Dec. 5, 2001 -- — It's the packrat's version of the American Dream: finding something in your attic that turns out to be a treasure.

It's also a mania that's being fueled by public television's wildly successful Antiques Roadshow. In city after city, mobs of people line up with their heirlooms, hoping the Roadshow appraisers will declare their little knickknacks to be valuable treasures.

It all looks so friendly and honest that it makes you want to clean out your closet. But in a three-month hidden-camera investigation, ABCNEWS discovered that the real world of antiques can be cutthroat, leaving you with only a fraction of what your treasure is worth.

'The Antiques Business Is a Business'

For example, an ABCNEWS investigator took an art deco silver Tiffany tray to a Manhattan dealer who paid $45 for it, saying it would retail for $75. The next day the dealer sold the tray to an undercover buyer from ABCNEWS for $695.

In Hudson, N.Y., where fine antique stores line the streets, three Staffordshire plates were sold to a dealer for $75, and then sold back to an undercover ABCNEWS investigator for $890.

Although ABCNEWS did find some dealers who offered fair estimates of the worth of our antiques, the results of the investigation were startling.

According to antiques writer Bob Jackman, when people go to an antiques dealer , they should be "as suspicious as they are when they go into a real estate agent or when they go into a car dealership."

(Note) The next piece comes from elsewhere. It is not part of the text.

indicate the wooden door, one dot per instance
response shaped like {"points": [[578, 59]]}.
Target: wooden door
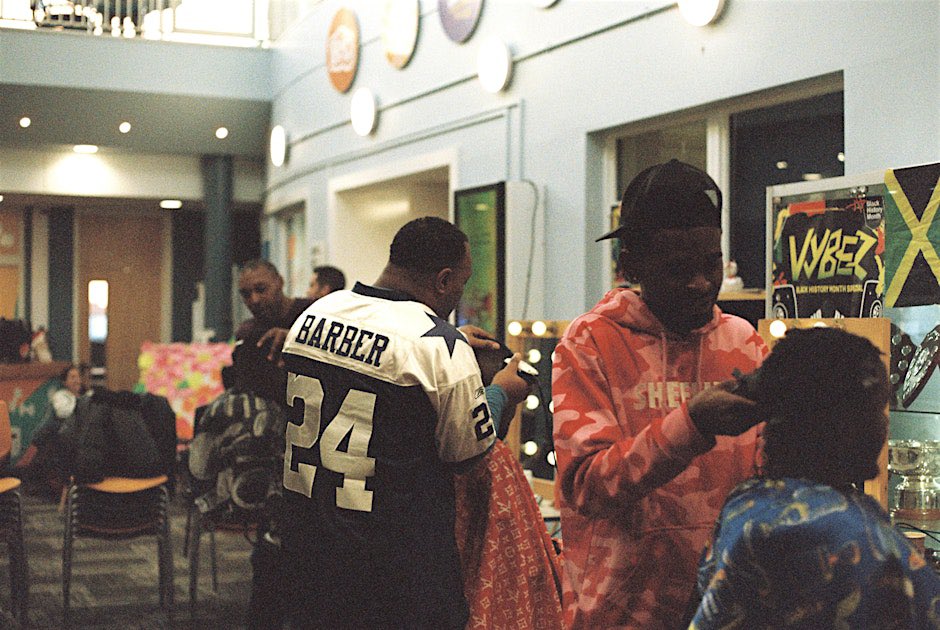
{"points": [[126, 250]]}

Helaine Fendelman, former president of the Appraisers Association of America, agrees. "The antiques business is a business. It's buyer beware, caveat emptor — it absolutely always has been," she says.

Some Tips From the Experts:

Here are some tops for selling your antiques and other valuables:

Hire an appraiser. "You cannot afford not to have your item appraised," says Fendelman. Though appraisers' fees range from $75 to $350 an hour, she says, hiring one will still be worth your while.

Select an appraiser with expertise in the particular area you need, suggests Fendelman, and never hire an appraiser who also wants to buy your item. "Wise consumers directly ask an appraiser about his area of strength before divulging the type of items to be appraised," says Fendelman.

If you decide not to hire an appraiser, do your homework. "Read books, go to museums and antiques shows," says Fendelman.

If you're going to sell through a dealer, try to find a few who specialize in your type of object. [See Web links at right.] Try to get bids from at least three dealers.

Consider giving your item to a dealer on consignment. The consigner typically receives 60 percent to 80 percent of the selling price. If you sell to a dealer outright, expect to receive about 50 percent of the retail value.

Ask the dealer what your item is worth — not what he or she would pay.

Refrain from desperate or uninterested language such as, "I have to sell this," or "I want to get rid of this."

This story originally aired on Primetime on June 14, 2001.